Drywall stage 1: complete

The drywalling of the outside walls has been finished. The walls are sanded, and ready for primer and paint. They did a nice job on the windows.





This wall will be getting primer tomorrow. It is in the garage, and power equipment and the battery box will go along this wall. So it needs to be painted before that can be done.

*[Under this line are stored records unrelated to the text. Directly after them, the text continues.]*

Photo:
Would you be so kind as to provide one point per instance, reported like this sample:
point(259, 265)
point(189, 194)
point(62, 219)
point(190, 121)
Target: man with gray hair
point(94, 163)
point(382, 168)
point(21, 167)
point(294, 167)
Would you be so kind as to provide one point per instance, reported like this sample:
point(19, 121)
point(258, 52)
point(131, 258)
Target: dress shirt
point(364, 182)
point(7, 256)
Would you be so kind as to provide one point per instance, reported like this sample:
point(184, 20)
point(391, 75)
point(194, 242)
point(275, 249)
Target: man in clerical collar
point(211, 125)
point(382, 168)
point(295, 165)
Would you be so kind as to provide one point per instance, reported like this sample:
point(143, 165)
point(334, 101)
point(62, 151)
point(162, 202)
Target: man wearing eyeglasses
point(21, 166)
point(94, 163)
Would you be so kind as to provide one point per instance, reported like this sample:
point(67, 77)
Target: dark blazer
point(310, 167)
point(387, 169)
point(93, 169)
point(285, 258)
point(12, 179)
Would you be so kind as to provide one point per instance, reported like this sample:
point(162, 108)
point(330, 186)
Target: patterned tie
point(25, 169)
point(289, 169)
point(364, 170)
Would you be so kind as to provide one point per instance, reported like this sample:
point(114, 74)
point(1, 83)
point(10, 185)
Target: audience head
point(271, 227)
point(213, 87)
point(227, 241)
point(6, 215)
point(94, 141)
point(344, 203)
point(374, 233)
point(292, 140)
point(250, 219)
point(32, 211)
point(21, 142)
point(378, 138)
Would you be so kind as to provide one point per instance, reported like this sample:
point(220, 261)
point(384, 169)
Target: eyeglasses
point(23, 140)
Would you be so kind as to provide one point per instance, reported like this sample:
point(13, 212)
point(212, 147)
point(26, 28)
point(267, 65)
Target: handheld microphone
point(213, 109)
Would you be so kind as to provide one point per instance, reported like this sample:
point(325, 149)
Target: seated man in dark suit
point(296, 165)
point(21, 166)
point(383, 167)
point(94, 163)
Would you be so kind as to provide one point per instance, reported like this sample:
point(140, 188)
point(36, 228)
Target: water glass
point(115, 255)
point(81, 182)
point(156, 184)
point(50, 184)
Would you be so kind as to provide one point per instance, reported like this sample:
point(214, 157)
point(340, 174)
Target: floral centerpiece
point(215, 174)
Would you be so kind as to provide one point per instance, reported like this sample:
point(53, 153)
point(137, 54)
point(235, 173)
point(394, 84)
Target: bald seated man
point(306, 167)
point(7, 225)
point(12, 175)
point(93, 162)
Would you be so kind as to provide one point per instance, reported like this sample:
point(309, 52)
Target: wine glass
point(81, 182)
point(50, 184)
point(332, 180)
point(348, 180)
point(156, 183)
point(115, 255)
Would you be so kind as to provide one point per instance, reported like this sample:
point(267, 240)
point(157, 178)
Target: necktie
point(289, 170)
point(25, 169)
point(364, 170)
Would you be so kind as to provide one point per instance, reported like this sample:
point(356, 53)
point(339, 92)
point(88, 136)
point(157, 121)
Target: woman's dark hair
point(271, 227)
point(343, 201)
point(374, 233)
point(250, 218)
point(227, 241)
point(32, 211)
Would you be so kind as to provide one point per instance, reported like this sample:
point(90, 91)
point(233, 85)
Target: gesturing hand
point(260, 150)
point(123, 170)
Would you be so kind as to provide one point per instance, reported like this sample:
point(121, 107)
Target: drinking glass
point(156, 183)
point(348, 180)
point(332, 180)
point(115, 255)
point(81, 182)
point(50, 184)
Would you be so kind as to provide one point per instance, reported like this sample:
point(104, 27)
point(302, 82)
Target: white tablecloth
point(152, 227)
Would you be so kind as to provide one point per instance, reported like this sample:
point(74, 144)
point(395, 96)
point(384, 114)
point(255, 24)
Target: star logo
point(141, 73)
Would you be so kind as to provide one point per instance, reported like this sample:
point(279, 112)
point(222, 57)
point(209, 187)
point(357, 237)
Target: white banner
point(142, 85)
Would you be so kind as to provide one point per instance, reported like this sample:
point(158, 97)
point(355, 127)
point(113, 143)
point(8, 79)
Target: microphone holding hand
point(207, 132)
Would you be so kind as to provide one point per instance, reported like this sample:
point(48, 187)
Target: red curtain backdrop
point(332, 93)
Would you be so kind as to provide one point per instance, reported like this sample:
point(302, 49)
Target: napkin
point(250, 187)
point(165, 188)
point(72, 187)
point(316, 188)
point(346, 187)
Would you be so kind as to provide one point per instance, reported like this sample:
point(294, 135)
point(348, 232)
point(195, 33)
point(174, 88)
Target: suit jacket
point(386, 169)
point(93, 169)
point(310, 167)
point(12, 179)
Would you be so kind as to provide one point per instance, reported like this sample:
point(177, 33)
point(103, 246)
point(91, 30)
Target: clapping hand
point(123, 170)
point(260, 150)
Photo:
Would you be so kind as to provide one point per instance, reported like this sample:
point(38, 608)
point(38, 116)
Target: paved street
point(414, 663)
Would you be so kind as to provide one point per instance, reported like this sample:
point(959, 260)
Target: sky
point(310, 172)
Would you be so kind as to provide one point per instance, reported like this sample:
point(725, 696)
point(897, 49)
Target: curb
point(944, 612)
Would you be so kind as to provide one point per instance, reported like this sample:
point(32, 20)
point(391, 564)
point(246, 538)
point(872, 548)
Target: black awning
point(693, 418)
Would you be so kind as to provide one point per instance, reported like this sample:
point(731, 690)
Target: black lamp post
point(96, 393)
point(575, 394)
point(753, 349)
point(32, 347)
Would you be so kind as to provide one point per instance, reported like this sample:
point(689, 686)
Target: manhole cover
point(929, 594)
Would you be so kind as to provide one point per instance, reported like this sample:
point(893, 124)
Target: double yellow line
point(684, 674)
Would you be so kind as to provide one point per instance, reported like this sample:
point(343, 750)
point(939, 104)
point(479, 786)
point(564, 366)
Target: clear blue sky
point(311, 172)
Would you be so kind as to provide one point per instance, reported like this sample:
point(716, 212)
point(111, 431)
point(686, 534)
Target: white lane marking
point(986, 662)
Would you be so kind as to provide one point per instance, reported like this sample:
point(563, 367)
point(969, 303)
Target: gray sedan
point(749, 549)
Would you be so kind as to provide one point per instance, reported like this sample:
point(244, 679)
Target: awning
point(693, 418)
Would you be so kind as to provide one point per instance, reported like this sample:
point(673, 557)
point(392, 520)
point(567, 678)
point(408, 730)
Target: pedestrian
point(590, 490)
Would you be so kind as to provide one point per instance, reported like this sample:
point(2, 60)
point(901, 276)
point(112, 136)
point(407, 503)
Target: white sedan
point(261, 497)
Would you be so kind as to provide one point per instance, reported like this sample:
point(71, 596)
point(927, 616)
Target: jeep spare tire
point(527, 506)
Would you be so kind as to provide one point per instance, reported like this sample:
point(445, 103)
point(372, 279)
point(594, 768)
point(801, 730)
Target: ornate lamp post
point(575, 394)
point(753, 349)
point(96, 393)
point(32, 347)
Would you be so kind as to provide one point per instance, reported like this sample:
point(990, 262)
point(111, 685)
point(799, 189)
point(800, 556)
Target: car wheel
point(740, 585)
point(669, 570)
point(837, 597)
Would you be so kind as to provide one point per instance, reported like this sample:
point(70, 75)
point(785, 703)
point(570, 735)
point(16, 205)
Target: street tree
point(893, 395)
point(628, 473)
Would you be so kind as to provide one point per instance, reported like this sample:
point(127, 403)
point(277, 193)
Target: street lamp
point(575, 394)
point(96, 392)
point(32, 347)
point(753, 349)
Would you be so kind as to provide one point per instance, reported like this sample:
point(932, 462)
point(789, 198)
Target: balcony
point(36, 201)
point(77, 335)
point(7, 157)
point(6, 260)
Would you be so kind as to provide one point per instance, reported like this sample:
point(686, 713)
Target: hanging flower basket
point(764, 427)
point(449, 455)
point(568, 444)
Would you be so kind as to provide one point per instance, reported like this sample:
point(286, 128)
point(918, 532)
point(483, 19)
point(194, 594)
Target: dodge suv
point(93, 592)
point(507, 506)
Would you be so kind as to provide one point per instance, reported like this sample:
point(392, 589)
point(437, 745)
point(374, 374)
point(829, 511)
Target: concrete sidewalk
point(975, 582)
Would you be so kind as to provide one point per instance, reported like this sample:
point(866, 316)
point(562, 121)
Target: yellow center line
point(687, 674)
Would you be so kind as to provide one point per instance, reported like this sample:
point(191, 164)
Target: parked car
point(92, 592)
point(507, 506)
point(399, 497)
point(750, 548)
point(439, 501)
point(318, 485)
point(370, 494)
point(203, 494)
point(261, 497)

The drywall was cut to fit as close to the steel as they could get it, but there are still places where I have to put in caulk and foam to seal it up from the rest of the house, for fire safety. I started that last night. I am glad I was wearing rubber gloves! I will need to finish that tomorrow before I start with the primer. I was going to finish it tonight and start priming, but my batteries are coming tomorrow and I wanted to have some things on hand before they arrived, and the shopping took longer than I expected. Hopefully I will have pictures of the batteries tomorrow evening to share, and hopefully no dramatic story to go with the pictures.

The grass I planted has been growing quite well. There are still some areas that are not coming along very quickly, and may need more seed yet, but overall, I am very pleased.

The roof has done very well.

 On the 24th, the south slope beside the garage was like this.

Here it is on the 27th, with quite a bit more grass showing.

While grass seems to grow just fine in my lawn, I have much more interesting plants that seem to keep visiting. With moving out to property that is rural, I was expecting to see or find evidence of a lot of animals. I also am not expecting or desiring to have the sort of lawn Chem Lawn will get you (despite the appearance of my roof). I was expecting to have to deal with some plants such as poison ivy. I was not expecting the who's who of dangerous plants to come live beside my house. As you may recall, I had the interesting, lovely, and very tall poison hemlock. Now I have this lovely and interesting looking plant showing up.


It has lovely flowers, and an interesting seed pod. It is Datura stramonium, and some of the other names it is called, are as colorful as the plant and its flowers. This is in the same family as the potato and tomato. However, this plant should not be eaten. It can produce hallucinations, delirium, or even death. I am waiting for the ninja to show up to buy ingredients for poisons to tip their weapons!

Off to bed, I think tomorrow is going to be a long day.